Sometimes we encounter problems for which it's really hard to write a computer program to solve. For example, let's say we wanted to program a computer to recognize hand-written digits:
You could imagine trying to devise a set of rules to distinguish each individual digit. Zeros, for instance, are basically one closed loop. But what if the person didn't perfectly close the loop. Or what if the right top of the loop closes below where the left top of the loop starts?
In this case, we have difficulty differentiating zeroes from sixes. We could establish some sort of cutoff, but how would you decide the cutoff in the first place? As you can see, it quickly becomes quite complicated to compile a list of heuristics (i.e., rules and guesses) that accurately classifies handwritten digits.
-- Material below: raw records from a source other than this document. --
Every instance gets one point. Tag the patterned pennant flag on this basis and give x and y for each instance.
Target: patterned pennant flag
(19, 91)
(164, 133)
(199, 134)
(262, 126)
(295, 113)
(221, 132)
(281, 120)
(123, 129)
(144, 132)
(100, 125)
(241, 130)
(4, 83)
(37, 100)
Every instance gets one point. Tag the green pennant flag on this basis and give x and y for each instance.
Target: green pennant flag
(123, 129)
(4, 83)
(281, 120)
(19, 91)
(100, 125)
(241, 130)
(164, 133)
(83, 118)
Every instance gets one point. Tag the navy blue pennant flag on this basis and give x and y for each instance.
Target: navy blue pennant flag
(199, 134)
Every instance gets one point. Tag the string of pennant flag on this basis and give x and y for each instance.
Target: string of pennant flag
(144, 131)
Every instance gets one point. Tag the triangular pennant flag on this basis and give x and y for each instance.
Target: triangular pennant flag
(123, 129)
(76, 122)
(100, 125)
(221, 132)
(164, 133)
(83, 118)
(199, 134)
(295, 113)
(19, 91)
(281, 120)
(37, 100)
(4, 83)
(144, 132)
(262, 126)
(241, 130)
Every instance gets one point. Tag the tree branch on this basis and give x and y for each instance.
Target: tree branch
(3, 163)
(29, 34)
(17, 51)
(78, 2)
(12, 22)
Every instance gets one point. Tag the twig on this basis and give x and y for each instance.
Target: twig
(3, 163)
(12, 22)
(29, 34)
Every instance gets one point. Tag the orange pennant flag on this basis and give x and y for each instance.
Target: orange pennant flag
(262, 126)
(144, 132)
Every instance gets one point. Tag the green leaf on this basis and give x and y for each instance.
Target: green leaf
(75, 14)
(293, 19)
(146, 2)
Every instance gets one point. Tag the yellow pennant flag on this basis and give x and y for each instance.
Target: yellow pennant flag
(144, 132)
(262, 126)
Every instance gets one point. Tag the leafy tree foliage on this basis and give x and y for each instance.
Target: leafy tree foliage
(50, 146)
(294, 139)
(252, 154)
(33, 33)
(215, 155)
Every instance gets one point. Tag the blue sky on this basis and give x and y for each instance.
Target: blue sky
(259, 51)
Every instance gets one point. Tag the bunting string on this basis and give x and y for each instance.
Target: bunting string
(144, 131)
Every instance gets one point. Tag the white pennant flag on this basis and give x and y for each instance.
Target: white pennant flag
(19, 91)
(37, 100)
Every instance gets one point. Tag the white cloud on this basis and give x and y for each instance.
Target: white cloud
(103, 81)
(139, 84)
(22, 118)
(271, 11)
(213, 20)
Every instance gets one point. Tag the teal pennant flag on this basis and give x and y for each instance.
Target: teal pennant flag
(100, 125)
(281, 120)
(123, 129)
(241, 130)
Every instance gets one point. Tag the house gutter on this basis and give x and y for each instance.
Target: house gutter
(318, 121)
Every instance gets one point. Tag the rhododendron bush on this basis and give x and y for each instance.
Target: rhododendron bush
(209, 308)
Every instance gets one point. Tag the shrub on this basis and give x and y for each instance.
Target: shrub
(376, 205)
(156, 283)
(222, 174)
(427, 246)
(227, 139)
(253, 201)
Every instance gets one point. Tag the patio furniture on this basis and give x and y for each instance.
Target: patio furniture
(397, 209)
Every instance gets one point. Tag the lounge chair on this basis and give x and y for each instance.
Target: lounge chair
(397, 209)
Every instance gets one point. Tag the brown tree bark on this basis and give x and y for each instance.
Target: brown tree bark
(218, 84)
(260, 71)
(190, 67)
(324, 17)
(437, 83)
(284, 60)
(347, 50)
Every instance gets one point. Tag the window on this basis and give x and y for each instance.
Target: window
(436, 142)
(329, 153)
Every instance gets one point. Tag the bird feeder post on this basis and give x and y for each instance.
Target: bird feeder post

And there are so many more classes of problems that fall into this category. Recognizing objects, understanding concepts, comprehending speech. We don't know what program to write because we still don't know how it's done by our own brains. And even if we did have a good idea about how to do it, the program might be horrendously complicated.
So instead of trying to write a program, we try to develop an algorithm that a computer can use to look at hundreds or thousands of examples (and the correct answers), and then the computer uses that experience to solve the same problem in new situations. Essentially, our goal is to teach the computer to solve by example, very similar to how we might teach a young child to distinguish a cat from a dog.